Alla prima pertichetta lui la guarda negli occhi e dice - Oggi è la mia giornata fortunata. Non capita così spesso di incontrare una così bella e sola ragazza, durante una escursione-
Lei per gratitudine al complimento - Voi siete un adorabile mentitore!-
- Ho forse l'aria del mentitore?-
- Voi avete l'aria di chi sa raccontare bugie a noi donne- con quel tono malinconico di chi è persuasa che l'amico sappia ben raccontare frottole alle donne.
Lui in risposta, nascondendo un po' l'irritazione per la gelosia che trasuda dalle parole dell'amica -Vi scoccia questo?- - Se fossi la vostra ragazza mi scoccerebbe, ma dato che non lo sono, no!-
Al che per rispondere alla sottintesa lezione di morale da lei ricevuta, lui sottilmente
- Una ragazza perdona sempre più facilmente ad uno sconosciuto che al proprio ragazzo, quindi noi possiamo comprenderci meglio in quanto siamo due perfetti sconosciuti-
Passo dopo passo, continuando questo gioco di nuove parti, erano oramai pressochè arrivati all'ultimo altipiano prima della cima quando un favoloso panorama di montagne li circonda, e dall'altro versante vedono arrivare due atletici e vigorosi ski-runner.

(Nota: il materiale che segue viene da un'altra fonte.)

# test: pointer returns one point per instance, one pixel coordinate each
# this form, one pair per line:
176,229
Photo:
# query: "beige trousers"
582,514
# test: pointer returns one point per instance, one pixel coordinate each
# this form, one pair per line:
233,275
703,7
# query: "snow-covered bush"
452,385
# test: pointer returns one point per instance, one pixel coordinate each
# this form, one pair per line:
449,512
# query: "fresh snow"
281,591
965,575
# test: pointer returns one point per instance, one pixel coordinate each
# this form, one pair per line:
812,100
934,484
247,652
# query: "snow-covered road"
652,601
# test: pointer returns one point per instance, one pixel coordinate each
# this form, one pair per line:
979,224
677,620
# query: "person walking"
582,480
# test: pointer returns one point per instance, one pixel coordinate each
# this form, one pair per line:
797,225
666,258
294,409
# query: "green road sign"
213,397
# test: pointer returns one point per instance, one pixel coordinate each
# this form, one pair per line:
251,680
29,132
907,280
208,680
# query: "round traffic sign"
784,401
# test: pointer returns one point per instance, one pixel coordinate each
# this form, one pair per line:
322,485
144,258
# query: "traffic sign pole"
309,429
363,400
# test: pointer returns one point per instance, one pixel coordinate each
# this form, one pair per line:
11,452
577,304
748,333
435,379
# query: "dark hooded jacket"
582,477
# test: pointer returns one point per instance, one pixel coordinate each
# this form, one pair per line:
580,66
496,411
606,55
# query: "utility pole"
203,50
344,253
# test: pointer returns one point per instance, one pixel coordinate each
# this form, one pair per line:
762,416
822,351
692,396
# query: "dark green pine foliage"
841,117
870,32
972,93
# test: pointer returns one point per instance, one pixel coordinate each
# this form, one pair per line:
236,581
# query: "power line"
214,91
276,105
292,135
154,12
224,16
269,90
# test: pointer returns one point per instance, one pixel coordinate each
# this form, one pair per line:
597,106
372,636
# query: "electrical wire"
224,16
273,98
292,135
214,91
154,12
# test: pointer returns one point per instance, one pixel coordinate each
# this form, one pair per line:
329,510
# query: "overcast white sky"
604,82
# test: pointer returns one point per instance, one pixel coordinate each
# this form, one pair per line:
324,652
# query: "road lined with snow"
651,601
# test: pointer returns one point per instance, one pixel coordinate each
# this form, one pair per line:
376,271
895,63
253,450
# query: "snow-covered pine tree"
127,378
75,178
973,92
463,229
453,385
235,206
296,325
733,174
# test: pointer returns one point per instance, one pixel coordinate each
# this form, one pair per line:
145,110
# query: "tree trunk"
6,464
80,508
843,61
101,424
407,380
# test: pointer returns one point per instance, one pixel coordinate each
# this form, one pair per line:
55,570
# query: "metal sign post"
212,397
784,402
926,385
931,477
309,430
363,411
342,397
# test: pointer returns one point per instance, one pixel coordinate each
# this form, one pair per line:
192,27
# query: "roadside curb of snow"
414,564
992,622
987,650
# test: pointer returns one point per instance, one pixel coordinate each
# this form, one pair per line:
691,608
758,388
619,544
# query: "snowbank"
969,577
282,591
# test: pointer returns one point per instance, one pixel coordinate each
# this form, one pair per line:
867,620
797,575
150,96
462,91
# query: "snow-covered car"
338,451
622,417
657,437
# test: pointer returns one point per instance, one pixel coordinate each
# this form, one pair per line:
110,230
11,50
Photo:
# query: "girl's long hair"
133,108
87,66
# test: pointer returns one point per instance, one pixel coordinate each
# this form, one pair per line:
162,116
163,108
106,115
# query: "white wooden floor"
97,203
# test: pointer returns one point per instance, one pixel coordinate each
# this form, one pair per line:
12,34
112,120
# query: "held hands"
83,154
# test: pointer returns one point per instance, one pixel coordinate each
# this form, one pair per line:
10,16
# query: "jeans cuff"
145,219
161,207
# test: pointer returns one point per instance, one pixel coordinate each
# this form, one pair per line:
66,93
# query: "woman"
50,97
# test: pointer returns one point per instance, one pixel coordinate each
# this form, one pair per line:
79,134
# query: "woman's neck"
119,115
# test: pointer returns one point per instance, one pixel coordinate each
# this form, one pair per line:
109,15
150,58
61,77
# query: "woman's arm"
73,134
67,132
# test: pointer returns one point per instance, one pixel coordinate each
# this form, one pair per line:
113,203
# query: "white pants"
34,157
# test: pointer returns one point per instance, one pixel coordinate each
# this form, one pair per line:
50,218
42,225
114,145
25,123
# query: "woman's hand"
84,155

Lei sgrana gli occhi al vedere due benfatti scultorei corpi maschili, e per ingelosire l'amico comincia, ricambiata, a ridere e scherzare in lingua tedesca con i due nuovi arrivati.
Arrivati in pochi passi alla forcella poco distante dalla cima un vento ghiacciato li sorprende e quindi sono costretti a fermarsi per coprirsi: lui estrae la sua giacca in wind stopper della scuola di scialpinismo e lei subito - Ah, ma voi siete un istruttore! Ho sempre cercato qualcuno che potesse insegnarmi la buona tecnica -
E lui ancora più stupito, ma abbandonandosi al gioco come ad una droga
- A vostra disposizione bella signorina: cosa volete imparare?-
- Più che imparare, migliorare la mia tecnica e penso che meglio di voi, istruttore CAI, non ci sia nessuno!-
Al che lui si mette a mostrarle come se fosse alle prese con un allievo alle prime armi, tutte le tecniche e gli eventuali trucchi del mestiere per poter effettuare una buona salita.

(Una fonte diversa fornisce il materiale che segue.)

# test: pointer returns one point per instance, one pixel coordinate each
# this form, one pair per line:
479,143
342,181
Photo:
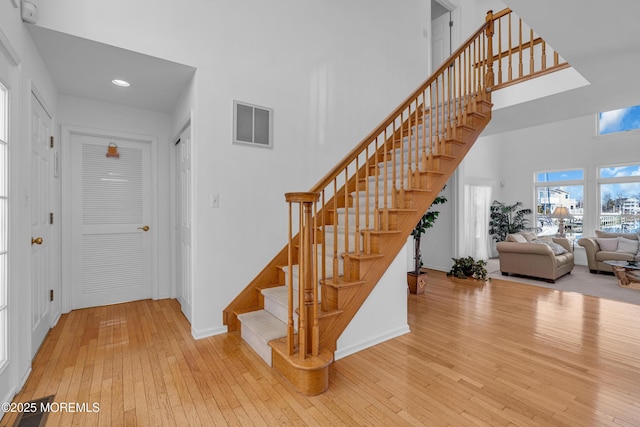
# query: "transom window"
621,120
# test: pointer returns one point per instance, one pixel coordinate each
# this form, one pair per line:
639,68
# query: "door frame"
67,131
53,192
185,123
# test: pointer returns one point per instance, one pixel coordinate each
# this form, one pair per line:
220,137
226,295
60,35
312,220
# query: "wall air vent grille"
252,125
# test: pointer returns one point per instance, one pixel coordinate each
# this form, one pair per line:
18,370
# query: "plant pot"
417,282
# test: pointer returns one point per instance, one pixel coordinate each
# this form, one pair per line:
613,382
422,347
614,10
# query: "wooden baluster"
394,168
385,182
510,74
302,260
367,194
414,131
307,271
335,231
290,326
315,328
346,211
323,255
424,132
520,65
499,50
402,154
531,58
489,53
356,248
376,190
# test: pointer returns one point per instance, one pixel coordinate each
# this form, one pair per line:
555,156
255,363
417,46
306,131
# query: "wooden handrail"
348,211
391,117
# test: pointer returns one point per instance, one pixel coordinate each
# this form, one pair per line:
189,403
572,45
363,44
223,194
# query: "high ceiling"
601,41
85,68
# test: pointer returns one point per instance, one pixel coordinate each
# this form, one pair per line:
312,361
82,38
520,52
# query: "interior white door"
8,331
41,229
111,220
440,40
183,220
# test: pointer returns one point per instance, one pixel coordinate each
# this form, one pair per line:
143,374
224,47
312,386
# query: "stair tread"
264,325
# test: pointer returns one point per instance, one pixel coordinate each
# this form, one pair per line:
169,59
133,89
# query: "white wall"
330,70
31,75
383,315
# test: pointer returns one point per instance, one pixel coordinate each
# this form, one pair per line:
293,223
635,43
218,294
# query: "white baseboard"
343,352
205,333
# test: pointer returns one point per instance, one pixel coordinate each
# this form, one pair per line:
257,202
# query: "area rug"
580,280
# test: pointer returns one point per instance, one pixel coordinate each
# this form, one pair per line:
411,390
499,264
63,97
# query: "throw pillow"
627,245
556,248
609,244
632,236
518,238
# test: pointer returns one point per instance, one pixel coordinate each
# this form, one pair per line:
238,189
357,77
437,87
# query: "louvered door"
111,200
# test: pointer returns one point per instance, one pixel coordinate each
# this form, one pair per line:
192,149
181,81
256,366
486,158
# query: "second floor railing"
339,214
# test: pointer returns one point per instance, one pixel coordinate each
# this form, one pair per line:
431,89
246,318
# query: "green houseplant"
506,219
416,278
467,267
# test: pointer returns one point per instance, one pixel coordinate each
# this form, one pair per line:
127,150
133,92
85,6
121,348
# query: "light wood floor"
496,354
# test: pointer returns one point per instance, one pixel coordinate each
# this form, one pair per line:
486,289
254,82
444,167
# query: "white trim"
65,146
209,332
380,338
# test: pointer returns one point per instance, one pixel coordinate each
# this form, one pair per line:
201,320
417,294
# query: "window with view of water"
620,120
559,189
619,193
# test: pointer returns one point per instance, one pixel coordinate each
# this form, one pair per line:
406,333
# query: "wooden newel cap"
302,197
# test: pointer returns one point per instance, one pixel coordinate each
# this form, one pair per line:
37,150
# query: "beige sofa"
544,258
609,247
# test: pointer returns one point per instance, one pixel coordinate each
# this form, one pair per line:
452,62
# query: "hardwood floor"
501,353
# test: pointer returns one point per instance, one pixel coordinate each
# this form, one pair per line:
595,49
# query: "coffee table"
628,274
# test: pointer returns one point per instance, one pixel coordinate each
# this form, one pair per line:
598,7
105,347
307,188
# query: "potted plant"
506,219
467,267
417,278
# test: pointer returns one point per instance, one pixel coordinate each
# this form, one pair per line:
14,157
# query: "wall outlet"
214,200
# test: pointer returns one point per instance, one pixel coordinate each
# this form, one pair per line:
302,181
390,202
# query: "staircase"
345,232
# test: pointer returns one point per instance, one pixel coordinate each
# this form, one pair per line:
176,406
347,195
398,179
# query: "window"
4,119
619,190
620,120
554,189
252,125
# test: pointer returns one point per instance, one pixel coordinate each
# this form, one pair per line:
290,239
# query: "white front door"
111,229
41,247
183,220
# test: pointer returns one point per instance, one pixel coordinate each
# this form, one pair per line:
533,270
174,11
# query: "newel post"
308,331
489,59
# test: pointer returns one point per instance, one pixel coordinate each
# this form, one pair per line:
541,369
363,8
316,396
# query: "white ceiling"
85,68
600,40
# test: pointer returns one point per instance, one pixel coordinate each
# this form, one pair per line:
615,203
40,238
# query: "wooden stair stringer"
369,269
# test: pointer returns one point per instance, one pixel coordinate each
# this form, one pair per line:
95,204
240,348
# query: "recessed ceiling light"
121,83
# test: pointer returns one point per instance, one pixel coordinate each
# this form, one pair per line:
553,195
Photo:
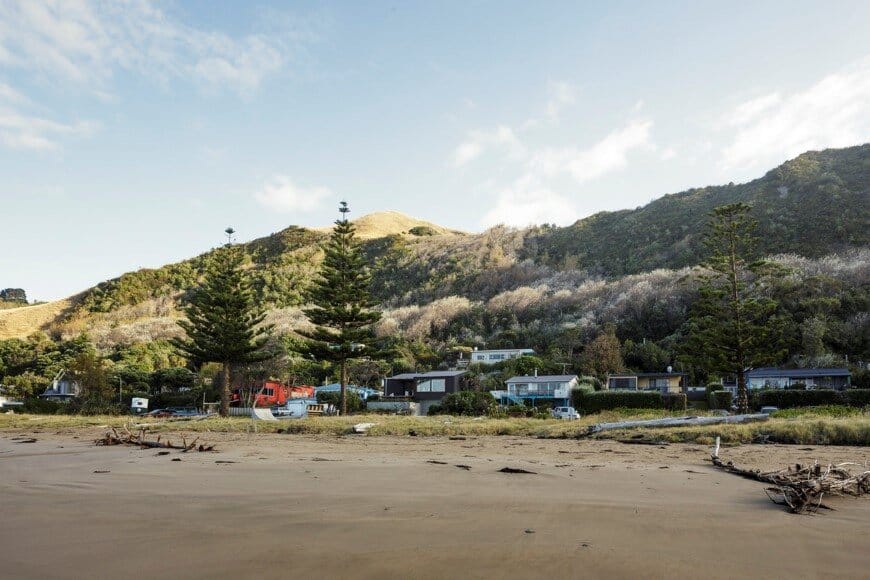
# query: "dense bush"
474,403
675,401
607,400
856,397
720,400
43,406
788,399
354,403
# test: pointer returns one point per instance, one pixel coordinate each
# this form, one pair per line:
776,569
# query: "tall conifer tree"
733,326
223,322
341,307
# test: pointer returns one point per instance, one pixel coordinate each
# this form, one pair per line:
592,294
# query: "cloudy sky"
132,132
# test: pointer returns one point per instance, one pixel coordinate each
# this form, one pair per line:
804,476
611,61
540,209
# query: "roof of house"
542,379
646,375
429,375
798,373
504,350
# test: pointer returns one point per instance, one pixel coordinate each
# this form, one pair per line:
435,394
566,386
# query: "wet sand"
376,507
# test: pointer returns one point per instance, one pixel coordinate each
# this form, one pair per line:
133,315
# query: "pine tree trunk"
343,387
225,390
742,393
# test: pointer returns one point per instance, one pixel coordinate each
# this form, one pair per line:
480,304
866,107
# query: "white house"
555,388
489,357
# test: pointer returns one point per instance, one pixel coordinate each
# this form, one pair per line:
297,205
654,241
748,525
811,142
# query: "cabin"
491,357
775,378
61,390
555,389
426,389
668,382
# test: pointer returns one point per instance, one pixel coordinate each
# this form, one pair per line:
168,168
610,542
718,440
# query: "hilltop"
509,285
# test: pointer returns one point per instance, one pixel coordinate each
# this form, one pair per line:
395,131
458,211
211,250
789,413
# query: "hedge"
607,400
675,401
720,400
788,399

Il bello è che per lui, vista in quest'ottica di allieva, l'amica pareva ancora più adorabile ed attraente, e quindi con naturalezza riusciva ad esprimere la sua migliore lezione che avesse mai fatto. Rapidamente rifocillati sulla cima e tolte le pelli di foca incominciano a ritornare a valle.
Anche durante la discesa, lui si mette a pennellare una curva dietro l'altra, non smettendo mai di mostrare all'amica la giusta posizione d'anca, di ginocchio, dove affondare il bastoncino, e lei di continuo ad imbeversi di siffatta tecnica scialpinistica.
Arrivati in fondo, lui la guarda come se fosse la prima volta ed intravedendo uno sguardo nuovo, come un taglio orientaleggiante negli occhi dell'amica, abbassa lo sguardo. Lei non riuscendo più a trattenersi alla fine si abbandona al più smagliante dei sorrisi e sbotta - Ah se potessi sempre avere come me il mio istruttore personale!-
E gli schiocca il più appassionato bacio che fino ad allora non si erano ancora scambiati.